Lord Wallace of CoslanyMy Lords, is the Minister aware that most health authorities seem to regard community health councils as a bit of a nuisance, whereas—and I think that the Minister will agree with me—community health councils perform a vital service in protecting consumers' interests?
§ Lord SkelmersdaleMy Lords, yes, I agree with the second part of the noble Lord's supplementary question. I have not heard suggestions that community health councils are being devalued by district and regional authorities. I hope that that is not true.
§ Lord Cledwyn of PenrhosMy Lords, does the noble Lord agree that there is now acute public concern about the alleged deterioration of the National Health Service? Is he further aware that a statement of the kind made by the three distinguished presidents has never before been made in this country? Will he therefore convey the exchanges that have taken place in the House to his right honourable friend and suggest to him that the time is overdue for a public inquiry into those allegations so that we and the people of this country can know the facts?
§ Lord SkelmersdaleMy Lords, while I shall accede to the request of the noble Lord the Leader of the Opposition to refer your Lordships' comments on this subject and any others to my right honourable friend the Secretary of State for Social Services, I hope that he is not suggesting that I have been inaccurate in my answers.

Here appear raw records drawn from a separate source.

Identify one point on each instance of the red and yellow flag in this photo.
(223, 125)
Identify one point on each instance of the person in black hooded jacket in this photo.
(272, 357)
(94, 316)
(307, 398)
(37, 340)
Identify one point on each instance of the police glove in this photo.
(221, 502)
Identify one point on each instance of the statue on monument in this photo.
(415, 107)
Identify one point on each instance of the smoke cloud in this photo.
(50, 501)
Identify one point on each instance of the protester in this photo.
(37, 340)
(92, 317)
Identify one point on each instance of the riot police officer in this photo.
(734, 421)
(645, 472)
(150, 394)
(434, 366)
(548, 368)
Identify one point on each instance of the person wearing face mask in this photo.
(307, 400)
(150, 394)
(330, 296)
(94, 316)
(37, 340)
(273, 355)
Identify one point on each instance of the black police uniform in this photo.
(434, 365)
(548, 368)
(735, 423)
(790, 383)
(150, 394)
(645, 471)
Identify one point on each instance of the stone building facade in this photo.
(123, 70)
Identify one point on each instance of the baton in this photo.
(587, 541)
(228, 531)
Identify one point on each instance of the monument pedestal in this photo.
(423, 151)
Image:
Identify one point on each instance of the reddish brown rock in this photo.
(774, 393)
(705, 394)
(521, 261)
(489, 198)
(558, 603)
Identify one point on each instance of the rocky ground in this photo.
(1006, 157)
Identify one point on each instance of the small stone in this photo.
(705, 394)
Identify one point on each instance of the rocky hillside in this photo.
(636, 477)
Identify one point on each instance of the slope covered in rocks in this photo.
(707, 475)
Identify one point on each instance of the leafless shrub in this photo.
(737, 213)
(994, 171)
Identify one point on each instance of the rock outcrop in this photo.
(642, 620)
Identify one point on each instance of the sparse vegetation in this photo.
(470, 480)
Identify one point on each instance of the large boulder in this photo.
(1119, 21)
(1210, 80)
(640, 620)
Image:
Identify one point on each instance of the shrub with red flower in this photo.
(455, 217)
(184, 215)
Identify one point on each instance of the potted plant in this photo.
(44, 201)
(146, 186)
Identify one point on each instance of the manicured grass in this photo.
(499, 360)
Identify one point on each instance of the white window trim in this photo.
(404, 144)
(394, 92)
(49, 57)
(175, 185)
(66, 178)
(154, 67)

§ The Countess of MarMy Lords, the regulations clearly lay down that, where there are substantial variations in service, community health councils should be conferred with. Is the Minister aware that in February 1987 a letter was sent to the Birmingham Children's Hospital saying that there would he a shortage of nurses because student nurses were being withdrawn from cardiac wards? Is he further aware that a 25 per cent. closure of beds in the children's hospital, including 33 per cent. in the cardiac wards. is a major variation in the services?
§ Lord SkelmersdaleMy Lords, I am grateful to the noble Countess for producing to me a few minutes ago the details on which she based her supplementary questions and, for all I know, her original Question on the Order Paper. As I understand the position, at that moment there was a proposal. It was not, in the words of one noble Lord, de facto.